There is sugar in many ready-made meals
Many soft drinks as well as ready meals contain normal table sugar (sucrose) or fruit sugar (fructose). In the industrialized nations, especially in the USA, more and more people are eating ready-made products instead of cooking themselves. Therefore, they also consume a larger amount of sucrose and fructose.
The proportion of fructose in particular has increased enormously, as this form of sugar is inexpensive to manufacture and fructose is sweeter than table sugar. Therefore, many manufacturers of finished products are replacing table sugar with fructose.
What does sugar have to do with cholesterol levels?
US researchers led by Dr. Miriam B. Vos from Atlanta conducted a large-scale study examining how sugar consumption affects cholesterol and blood lipid levels. They analyzed the influence of sugar in 6,113 US citizens, who were divided into five groups based on the amount of added sugar in their diet.

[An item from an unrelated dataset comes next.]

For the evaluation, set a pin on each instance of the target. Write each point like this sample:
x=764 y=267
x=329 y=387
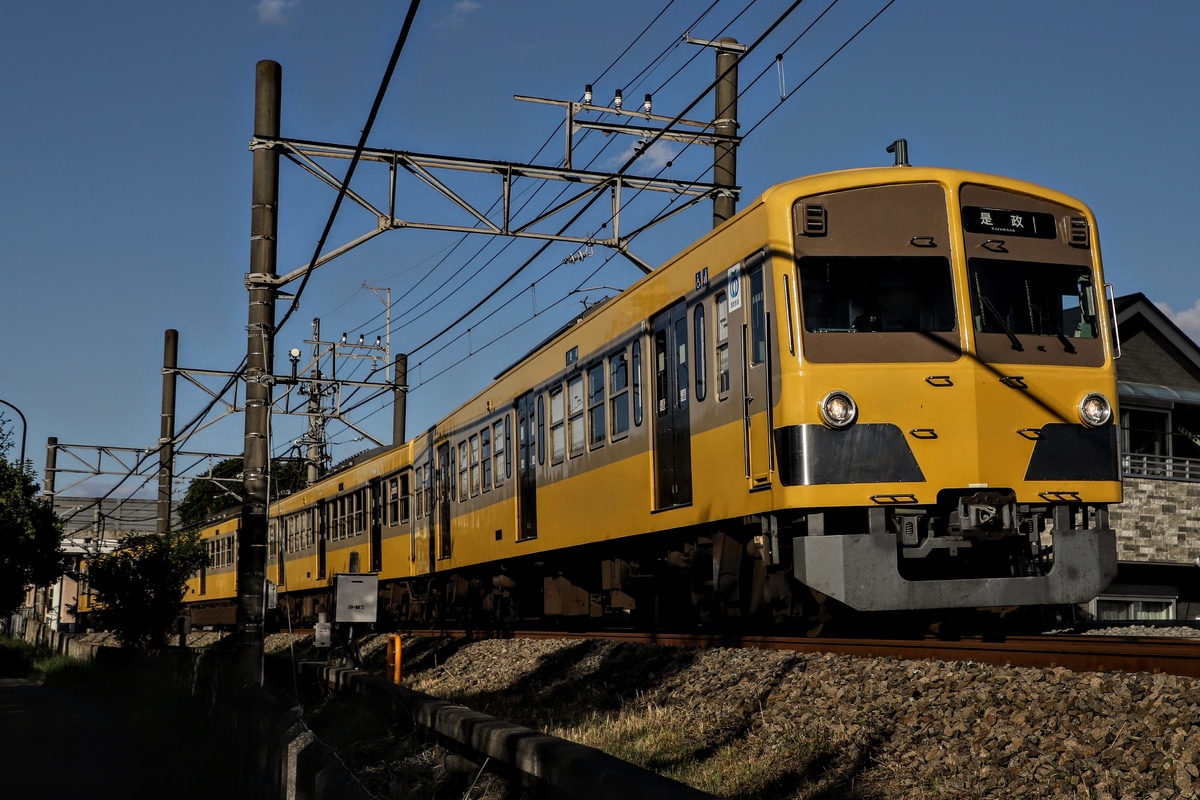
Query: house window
x=1146 y=440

In the result, the US scientists were able to identify a clear connection between the amount of fructose supplied and the cholesterol level. The higher the percentage of fructose, the worse the cholesterol levels.
The more fruit sugar, the worse the cholesterol levels
On average, people consumed 16 percent of their calories from caloric sweeteners. If this proportion was less than 5 percent, the “good” HDL cholesterol value was 58.7 mg / dl, the triglyceride value was 105 mg / dl.

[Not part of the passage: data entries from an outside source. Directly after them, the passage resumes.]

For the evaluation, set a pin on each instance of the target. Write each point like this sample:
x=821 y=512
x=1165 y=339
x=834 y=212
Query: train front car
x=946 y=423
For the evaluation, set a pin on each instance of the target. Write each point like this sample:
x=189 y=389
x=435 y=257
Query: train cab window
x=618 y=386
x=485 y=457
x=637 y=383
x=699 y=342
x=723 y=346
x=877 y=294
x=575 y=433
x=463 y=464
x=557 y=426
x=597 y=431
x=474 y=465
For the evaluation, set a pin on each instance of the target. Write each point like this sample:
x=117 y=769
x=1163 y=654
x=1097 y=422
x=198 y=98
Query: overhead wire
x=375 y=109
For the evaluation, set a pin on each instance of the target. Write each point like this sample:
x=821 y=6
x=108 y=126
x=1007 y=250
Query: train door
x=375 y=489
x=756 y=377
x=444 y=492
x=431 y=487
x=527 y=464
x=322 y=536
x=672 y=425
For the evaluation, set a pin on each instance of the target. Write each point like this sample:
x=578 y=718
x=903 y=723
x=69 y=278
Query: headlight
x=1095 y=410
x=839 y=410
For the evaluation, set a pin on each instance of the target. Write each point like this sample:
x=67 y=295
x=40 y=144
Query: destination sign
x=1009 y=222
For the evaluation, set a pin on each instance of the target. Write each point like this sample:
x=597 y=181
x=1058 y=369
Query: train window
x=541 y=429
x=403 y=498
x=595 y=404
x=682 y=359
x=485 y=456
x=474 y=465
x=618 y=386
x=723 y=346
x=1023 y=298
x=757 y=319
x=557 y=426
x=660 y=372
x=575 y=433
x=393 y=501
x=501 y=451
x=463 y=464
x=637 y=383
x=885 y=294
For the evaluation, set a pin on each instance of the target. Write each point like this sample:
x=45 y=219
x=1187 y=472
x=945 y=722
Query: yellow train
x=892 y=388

If US citizens consumed more than 25 percent of their calories through sweeteners, the good cholesterol value was 47.7 mg / dl, the bad triglyceride value was 114 mg / dl. This means a significant deterioration in blood lipid levels. In women, the scientists were also able to determine a negative trend in the “bad” LDL cholesterol. The more fructose, the higher the LDL level in women.
Due to the worsened blood lipid levels, the test subjects also had an increased risk of heart disease.